Parent topic: Upgrading the Oracle Key Vault Server Software

4.5.4 Step 3: Upgrade the Oracle Key Vault Server or Server Pair

You can upgrade a standalone Oracle Key Vault server or a pair of Oracle Key Vault servers in a primary-standby deployment.

Parent topic: Upgrading the Oracle Key Vault Server Software

4.5.4.1 About Upgrading an Oracle Key Vault Server or Server Pair

You can deploy Oracle Key Vault as a standalone server in test and development environments or in a primary-standby configuration in production environments.

In a standalone deployment you must upgrade a single Oracle Key Vault server, but in a primary-standby deployment you must upgrade both primary and standby Oracle Key Vault servers.
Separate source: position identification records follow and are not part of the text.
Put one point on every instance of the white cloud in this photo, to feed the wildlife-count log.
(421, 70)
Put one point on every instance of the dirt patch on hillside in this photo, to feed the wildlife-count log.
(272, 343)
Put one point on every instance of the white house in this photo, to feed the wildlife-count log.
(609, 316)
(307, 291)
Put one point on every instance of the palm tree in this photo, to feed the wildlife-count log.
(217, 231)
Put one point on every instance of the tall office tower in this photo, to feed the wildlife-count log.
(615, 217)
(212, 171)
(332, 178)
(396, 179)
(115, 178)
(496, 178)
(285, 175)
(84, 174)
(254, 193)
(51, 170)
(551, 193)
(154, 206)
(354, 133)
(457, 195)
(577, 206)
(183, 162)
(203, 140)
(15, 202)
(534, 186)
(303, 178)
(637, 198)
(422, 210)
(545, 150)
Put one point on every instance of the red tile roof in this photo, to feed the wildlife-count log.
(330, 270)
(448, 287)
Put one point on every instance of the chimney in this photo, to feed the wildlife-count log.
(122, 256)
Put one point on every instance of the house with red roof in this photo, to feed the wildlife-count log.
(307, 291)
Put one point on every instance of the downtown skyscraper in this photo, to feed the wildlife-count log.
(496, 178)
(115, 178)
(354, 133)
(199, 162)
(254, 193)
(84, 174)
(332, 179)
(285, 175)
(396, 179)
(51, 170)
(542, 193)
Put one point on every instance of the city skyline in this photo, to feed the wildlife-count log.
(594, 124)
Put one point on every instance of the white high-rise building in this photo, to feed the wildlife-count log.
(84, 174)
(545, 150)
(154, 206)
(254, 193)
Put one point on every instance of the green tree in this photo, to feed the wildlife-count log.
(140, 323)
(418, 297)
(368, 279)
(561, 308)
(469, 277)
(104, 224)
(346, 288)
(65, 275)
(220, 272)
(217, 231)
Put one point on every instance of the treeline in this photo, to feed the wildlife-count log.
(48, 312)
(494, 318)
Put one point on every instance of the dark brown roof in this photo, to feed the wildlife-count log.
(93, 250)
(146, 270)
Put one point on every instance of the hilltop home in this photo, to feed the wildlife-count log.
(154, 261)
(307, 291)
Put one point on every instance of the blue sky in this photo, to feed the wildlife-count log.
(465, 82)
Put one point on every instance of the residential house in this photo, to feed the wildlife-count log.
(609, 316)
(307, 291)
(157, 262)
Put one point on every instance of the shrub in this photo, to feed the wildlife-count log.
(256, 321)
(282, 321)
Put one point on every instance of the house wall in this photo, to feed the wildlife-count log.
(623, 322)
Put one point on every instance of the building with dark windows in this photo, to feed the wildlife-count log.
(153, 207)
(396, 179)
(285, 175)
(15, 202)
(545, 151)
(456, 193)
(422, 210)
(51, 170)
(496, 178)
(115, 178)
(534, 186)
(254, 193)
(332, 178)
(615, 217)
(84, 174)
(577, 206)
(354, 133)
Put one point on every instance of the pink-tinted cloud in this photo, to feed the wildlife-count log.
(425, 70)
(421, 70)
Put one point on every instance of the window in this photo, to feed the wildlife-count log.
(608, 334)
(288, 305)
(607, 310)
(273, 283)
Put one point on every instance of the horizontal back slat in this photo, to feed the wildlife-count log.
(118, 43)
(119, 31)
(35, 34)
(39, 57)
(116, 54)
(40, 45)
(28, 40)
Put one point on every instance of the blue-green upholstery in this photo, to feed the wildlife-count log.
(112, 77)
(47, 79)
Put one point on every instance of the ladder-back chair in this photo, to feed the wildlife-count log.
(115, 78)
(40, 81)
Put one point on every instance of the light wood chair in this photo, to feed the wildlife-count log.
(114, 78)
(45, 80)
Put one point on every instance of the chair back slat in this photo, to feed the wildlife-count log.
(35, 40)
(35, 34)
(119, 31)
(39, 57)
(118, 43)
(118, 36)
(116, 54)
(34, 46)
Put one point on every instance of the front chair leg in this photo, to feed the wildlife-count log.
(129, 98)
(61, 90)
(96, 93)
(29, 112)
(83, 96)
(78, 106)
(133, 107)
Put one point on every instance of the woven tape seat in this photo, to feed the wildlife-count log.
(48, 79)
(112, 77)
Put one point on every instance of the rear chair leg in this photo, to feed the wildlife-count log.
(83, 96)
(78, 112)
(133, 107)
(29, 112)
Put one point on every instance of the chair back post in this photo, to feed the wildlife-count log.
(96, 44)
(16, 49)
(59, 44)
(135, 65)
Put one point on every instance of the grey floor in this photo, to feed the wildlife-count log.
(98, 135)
Note that persistent caching enables endpoints to continue to be operational during the upgrade process.

Note:

If you are upgrading from a system with 4 GB memory, first add an additional 12 GB memory to the system before upgrading.
4.5.4.2 Upgrading a Standalone Oracle Key Vault Server

A single Oracle Key Vault server in a standalone deployment is the most typical deployment in test and development environments.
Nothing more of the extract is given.